Endocrine Abstracts (2003) 6 P69

REDUCED EXPRESSION OF 11BETA-HYDROXYSTEROID-DEHYDROGENASE TYPE 2 IN KIDNEY BIOPSIES OF PATIENTS WITH RENAL FAILURE

M Quinkler1, D Zehnder2, J Lepenies2, S Hughes1, COS Savage2, M Hewison1 & PM Stewart1


1Division of Medical Sciences, University of Birmingham, Queen Elizabeth Hospital, Edgbaston, Birmingham, B15 2TH, UK; 2Department of Nephrology, University of Birmingham, Queen Elizabeth Hospital, Edgbaston, B15 2TH, UK.


The role of 11beta-HSD2 is to provide selective access of aldosterone to the mineralocorticoid receptor by inactivating cortisol. Evidence suggests impaired 11beta-HSD2 activity in some patients with hypertension but also in patients with renal disease where it may contribute to sodium retention, oedema and hypertension. To date these studies have relied upon urinary cortisol metabolite analyses as markers of renal 11beta-HSD2 activity.

We have directly analysed renal 11beta-HSD2 expression in a large number of patients (n=102) undergoing kidney biopsy because of underlying renal disease. 11beta-HSD2 mRNA levels were quantified using TaqMan real-time PCR with 18S as housekeeping gene. Serum and 24h-urine samples were used to document underlying renal function and endocrine parameters.

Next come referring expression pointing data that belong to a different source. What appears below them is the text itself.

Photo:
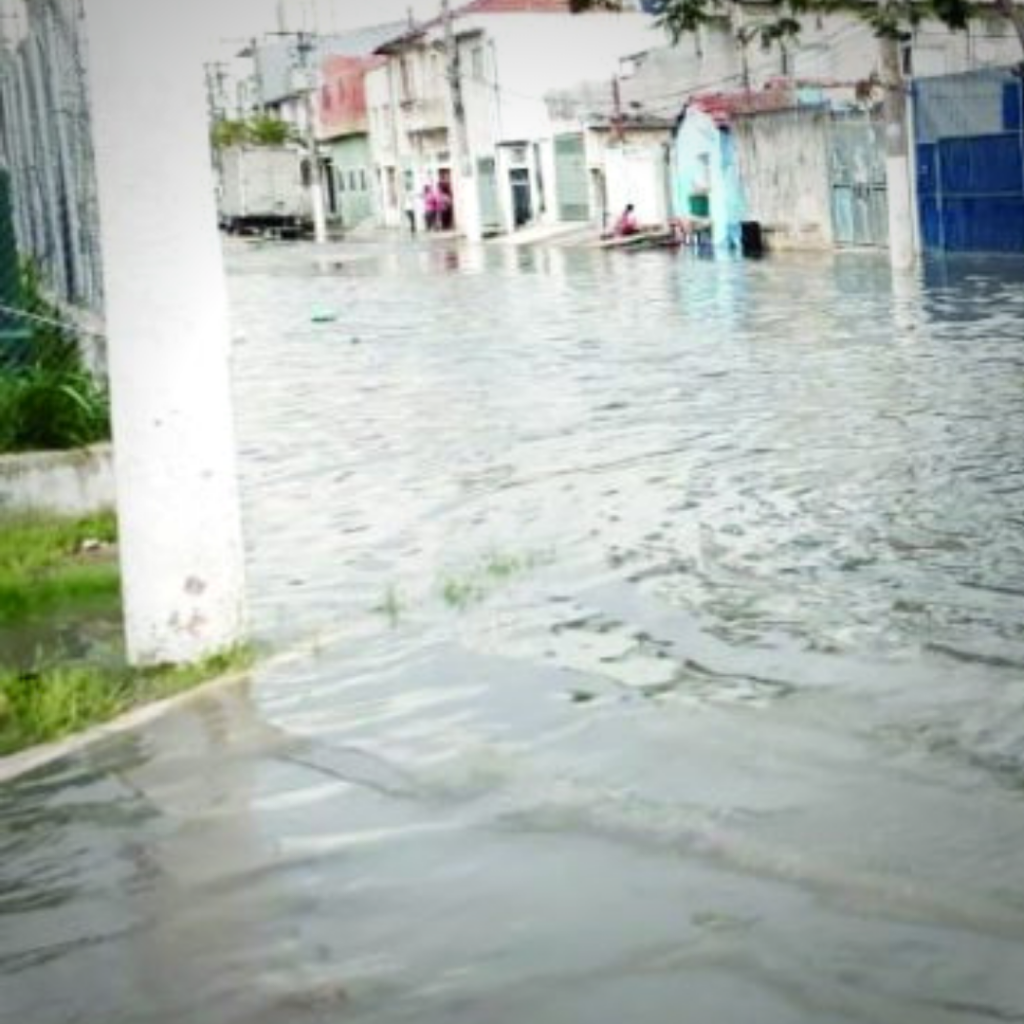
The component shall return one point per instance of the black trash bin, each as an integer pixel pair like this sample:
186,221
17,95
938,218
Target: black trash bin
752,239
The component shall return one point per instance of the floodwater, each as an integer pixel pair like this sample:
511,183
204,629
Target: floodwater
658,656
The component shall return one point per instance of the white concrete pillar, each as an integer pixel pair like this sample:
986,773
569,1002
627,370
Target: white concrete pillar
167,329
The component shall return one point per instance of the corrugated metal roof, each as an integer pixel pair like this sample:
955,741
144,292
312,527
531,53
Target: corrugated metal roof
276,61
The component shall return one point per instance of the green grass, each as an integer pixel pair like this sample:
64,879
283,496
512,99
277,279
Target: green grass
47,579
480,581
57,700
48,399
391,606
45,570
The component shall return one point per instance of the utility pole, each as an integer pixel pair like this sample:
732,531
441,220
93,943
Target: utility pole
616,99
306,45
168,335
469,207
899,188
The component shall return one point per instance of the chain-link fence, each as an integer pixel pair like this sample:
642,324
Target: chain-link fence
51,351
970,132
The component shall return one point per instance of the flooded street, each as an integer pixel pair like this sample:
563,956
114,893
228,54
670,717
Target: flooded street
658,656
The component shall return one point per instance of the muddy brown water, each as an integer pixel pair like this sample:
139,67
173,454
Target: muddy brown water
662,659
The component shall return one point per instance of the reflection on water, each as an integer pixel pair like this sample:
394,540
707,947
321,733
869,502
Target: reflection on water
662,649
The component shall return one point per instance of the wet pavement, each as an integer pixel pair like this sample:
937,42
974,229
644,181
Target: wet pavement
660,655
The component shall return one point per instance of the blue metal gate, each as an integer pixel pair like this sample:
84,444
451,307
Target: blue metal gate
970,135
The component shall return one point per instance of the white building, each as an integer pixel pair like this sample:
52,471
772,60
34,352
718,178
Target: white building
503,157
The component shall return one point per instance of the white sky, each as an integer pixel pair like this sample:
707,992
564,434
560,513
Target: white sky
230,23
246,17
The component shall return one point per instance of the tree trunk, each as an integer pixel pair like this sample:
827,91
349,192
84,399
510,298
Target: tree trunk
900,194
1015,15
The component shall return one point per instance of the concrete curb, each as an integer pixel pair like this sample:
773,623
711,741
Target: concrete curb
77,482
16,765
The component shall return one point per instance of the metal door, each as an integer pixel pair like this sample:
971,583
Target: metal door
570,178
522,200
486,180
857,172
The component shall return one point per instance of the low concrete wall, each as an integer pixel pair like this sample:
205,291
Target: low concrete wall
64,482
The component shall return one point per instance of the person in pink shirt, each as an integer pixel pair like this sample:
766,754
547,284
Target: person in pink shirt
430,206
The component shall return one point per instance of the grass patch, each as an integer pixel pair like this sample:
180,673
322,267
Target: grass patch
50,565
52,702
479,582
461,594
391,606
55,571
48,399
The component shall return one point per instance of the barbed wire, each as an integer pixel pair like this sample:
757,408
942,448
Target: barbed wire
49,322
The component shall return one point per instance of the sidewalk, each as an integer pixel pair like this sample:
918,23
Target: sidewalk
554,235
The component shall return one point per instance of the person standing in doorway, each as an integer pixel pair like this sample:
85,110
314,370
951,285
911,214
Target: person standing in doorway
444,205
411,210
430,206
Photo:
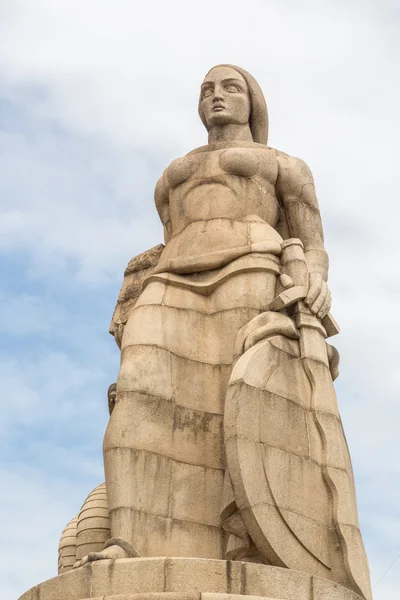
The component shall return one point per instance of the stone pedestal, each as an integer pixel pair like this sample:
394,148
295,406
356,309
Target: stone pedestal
185,579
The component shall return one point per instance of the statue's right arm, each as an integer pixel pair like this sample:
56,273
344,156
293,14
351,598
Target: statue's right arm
161,198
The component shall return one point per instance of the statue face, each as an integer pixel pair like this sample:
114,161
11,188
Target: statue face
225,98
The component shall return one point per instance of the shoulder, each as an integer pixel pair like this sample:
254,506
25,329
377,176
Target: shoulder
292,165
293,172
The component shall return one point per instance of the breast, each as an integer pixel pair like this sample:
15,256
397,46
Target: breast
242,162
180,170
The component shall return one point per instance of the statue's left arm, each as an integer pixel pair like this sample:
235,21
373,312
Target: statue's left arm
296,193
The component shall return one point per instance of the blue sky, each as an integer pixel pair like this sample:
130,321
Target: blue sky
96,98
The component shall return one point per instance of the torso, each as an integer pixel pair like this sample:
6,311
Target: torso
211,195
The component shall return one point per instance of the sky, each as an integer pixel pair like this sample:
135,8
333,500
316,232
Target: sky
96,98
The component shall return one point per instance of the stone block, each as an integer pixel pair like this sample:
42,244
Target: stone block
126,576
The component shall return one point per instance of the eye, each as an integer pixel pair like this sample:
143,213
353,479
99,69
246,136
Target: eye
207,93
234,89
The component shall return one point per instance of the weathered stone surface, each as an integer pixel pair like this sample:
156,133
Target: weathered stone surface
185,579
224,439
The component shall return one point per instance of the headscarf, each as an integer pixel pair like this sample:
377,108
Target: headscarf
258,120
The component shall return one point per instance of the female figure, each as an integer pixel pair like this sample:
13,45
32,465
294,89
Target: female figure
225,207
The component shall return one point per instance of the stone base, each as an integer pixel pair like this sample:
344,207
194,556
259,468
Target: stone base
185,579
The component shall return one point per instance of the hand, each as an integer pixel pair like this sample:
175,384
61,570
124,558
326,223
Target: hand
318,298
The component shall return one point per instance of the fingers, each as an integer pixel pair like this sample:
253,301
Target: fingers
314,289
317,304
325,308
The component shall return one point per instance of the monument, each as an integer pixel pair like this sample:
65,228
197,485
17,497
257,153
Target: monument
227,473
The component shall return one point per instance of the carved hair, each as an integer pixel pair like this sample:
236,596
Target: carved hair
259,113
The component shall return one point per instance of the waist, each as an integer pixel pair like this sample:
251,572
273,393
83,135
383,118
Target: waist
209,245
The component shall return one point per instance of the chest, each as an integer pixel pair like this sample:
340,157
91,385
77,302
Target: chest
257,164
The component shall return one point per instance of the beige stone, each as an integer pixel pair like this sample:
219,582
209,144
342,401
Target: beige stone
186,579
224,437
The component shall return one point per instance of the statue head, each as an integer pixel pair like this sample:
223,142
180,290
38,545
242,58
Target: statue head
230,94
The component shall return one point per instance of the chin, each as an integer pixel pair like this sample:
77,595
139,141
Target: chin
220,118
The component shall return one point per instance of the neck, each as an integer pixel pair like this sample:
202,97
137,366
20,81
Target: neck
229,133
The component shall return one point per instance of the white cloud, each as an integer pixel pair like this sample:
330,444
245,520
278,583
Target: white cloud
109,93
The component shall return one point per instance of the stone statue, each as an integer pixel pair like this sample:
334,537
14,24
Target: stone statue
224,440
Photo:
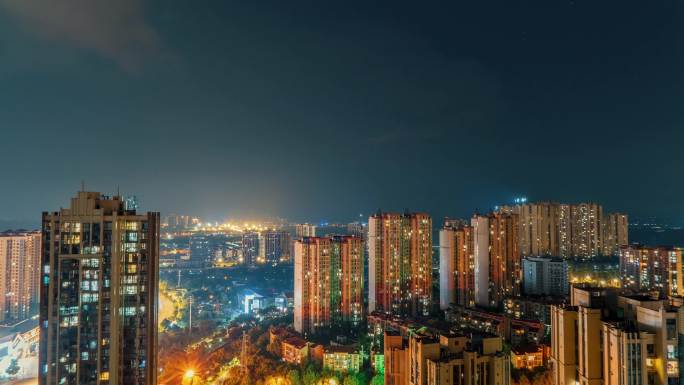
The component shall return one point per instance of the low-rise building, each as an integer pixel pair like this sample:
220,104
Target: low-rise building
529,357
295,350
342,358
450,359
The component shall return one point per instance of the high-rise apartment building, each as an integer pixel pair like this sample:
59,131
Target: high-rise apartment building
644,268
447,359
400,263
305,230
328,282
456,266
568,230
538,227
250,248
358,229
606,339
615,233
98,313
586,229
545,276
19,275
276,247
497,260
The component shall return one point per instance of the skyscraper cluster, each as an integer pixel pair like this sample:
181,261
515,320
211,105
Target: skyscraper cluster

11beta-HSD2 mRNA expression was significantly higher (p<0.01) in renal biopsies from female (n=47, mean-dCT 11.66 plus/minus SD 2.67) compared to males (n=55, dCT 13.32 plus/minus 2.95). 11beta-HSD2 expression did not correlate with blood pressure, or urinary Na/K ratio in the group as a whole but a marked positive correlation with creatinine clearance was observed (p=<0.01). No significant difference in 11beta-HSD2 expression was found between groups with no albuminuria (<30mg/24h, n=28, dCT 11.95 plus/minus 2.32), microalbuminuria (30-300mg/24h, n=31, dCT 12.71 plus/minus 3.01), moderate (300mg-2g/24h, n=18, dCT 12.41 plus/minus 2.35) and severe albuminuria (>2g/24h, n=15, dCT 12.73 plus/minus 3.72). Patients with hypertension (n=47; mean-arterial-pressure(MAP) 100.8 plus/minus 10.3mmHg, dCT 12.66 plus/minus 2.7) showed no significant difference in 11beta-HSD2 expression to patients without hypertension (n=55, MAP 90.3 plus/minus 12.0mmHg, dCT 12.21 plus/minus 2.88).

For the first time we have documented reduced kidney 11beta-HSD2 expression in patients with renal disease. Our data suggests that this is not influenced by underlying proteinuria or a diagnosis of hypertension but is directly correlated with creatinine clearance. Impaired 11beta-HSD2 expression may contribute to the increased sodium retention seen in patients with impaired renal function.